W godzinę „W” – czyli o 17.00 nad miastem rozbrzmiewać będą syreny, które przypomną nam o sygnale danym wówczas powstańcom – nierzadko młodym ludziom, którzy odważyli się walczyć o wolną Ojczyznę. W tym samym czasie przy obelisku upamiętniającym żołnierzy Armii Krajowej przedstawiciele samorządu miasta złożą kwiaty ku czci bohaterów.
Pamiętajmy o tej ważnej dla współczesności dacie i przystańmy na dźwięk syren.

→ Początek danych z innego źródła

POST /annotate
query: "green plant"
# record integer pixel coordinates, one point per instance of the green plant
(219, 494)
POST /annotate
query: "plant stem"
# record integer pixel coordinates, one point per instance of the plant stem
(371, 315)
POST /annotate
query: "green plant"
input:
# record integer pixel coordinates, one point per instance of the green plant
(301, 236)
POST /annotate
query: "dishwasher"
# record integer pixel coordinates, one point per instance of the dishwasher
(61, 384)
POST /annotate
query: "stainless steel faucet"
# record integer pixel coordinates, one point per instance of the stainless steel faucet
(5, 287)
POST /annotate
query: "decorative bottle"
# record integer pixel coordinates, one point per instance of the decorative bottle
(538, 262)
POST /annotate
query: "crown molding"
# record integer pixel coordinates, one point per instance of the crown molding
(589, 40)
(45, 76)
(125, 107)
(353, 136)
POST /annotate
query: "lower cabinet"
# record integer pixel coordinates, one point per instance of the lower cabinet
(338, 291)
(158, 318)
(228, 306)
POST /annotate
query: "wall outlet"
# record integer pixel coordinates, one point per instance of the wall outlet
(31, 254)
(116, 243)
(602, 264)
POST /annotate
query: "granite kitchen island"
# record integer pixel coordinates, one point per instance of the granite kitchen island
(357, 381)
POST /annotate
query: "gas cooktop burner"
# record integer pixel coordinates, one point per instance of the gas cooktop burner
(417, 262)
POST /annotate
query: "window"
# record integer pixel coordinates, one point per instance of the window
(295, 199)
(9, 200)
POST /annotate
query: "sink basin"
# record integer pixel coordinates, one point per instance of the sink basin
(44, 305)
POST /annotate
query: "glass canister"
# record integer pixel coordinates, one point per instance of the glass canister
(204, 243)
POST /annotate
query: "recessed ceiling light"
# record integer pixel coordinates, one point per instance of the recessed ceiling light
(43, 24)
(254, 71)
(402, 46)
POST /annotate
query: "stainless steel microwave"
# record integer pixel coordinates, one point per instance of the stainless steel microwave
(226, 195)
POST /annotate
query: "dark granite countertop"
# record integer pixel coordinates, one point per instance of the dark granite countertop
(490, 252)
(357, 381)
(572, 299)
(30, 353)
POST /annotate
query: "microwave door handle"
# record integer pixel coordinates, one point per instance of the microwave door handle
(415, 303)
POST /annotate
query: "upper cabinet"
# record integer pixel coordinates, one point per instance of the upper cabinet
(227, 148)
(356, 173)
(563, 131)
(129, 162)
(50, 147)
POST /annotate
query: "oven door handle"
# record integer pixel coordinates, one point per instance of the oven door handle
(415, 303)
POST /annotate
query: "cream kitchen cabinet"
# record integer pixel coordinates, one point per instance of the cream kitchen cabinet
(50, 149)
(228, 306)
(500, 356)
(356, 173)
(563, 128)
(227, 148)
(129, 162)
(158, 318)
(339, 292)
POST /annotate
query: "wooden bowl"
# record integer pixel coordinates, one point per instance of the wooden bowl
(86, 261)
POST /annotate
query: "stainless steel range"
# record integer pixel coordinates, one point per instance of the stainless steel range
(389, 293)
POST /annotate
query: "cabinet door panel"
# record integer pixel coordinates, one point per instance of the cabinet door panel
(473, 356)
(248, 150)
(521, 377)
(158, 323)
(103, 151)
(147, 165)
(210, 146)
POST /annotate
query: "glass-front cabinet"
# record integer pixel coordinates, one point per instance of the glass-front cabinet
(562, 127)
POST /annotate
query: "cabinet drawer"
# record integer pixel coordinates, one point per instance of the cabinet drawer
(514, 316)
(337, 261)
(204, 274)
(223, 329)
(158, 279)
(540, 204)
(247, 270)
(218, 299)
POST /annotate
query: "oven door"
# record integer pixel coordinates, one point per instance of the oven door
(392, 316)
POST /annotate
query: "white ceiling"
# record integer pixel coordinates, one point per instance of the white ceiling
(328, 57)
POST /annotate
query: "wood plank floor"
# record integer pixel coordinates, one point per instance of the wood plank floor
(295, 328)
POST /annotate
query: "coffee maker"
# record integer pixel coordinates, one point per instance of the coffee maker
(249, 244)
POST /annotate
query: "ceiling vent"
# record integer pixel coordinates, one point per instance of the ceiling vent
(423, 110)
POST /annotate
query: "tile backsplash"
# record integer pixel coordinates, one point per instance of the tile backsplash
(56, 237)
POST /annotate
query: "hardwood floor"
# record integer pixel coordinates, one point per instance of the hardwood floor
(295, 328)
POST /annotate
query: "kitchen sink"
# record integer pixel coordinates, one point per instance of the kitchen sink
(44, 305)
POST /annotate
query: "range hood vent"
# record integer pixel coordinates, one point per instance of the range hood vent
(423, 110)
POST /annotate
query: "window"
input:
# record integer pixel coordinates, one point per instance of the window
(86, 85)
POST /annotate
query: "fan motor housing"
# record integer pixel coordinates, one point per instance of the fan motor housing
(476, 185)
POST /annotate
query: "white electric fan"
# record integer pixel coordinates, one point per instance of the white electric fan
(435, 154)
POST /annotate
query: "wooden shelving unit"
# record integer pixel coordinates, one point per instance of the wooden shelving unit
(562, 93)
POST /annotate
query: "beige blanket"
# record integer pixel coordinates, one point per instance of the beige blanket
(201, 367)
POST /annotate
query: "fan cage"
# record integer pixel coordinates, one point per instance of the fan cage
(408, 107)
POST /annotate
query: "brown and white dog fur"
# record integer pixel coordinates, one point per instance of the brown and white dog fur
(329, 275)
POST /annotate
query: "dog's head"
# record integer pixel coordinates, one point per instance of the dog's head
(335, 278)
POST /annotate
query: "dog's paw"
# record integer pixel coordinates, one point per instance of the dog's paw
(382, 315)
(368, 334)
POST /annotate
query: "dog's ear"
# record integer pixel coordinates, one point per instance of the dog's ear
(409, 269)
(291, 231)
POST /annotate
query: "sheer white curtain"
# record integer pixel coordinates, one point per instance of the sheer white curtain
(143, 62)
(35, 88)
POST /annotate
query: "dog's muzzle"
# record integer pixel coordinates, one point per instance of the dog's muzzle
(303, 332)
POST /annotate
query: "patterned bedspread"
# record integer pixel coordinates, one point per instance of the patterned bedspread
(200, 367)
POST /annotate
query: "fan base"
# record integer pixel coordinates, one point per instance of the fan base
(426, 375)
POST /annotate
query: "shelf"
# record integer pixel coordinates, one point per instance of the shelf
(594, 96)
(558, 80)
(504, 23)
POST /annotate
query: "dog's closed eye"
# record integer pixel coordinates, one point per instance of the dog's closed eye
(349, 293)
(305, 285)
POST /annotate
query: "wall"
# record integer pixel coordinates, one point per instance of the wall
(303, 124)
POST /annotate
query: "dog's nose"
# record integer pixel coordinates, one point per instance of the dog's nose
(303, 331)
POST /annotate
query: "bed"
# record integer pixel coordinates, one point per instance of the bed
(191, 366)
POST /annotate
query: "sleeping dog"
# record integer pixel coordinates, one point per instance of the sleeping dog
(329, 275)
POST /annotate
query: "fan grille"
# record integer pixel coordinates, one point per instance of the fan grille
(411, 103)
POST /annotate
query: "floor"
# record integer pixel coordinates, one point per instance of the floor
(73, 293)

Jak czytamy na wikipedia.pl Powstanie Warszawskie było wymierzone militarnie przeciw Niemcom, a politycznie przeciw ZSRR oraz podporządkowanym mu polskim komunistom. Dowództwo AK planowało samodzielnie wyzwolić stolicę jeszcze przed wkroczeniem Armii Czerwonej, licząc, że uda się w ten sposób poprawić międzynarodową pozycję legalnego rządu RP oraz zahamować realizowany przez Stalina proces sowietyzacji Polski. Po wybuchu powstania Armia Czerwona wstrzymała ofensywę na kierunku warszawskim, a wojska radzieckie konsekwentnie odmówiły udzielenia powstaniu poważniejszej pomocy. Wsparcie udzielone powstańcom przez USA i Wielką Brytanię miało natomiast ograniczony charakter i nie wpłynęło w sposób istotny na sytuację w Warszawie. W rezultacie słabo uzbrojone oddziały powstańcze przez 63 dni prowadziły samotną walkę z przeważającymi siłami niemieckimi, zakończoną kapitulacją 3 października 1944.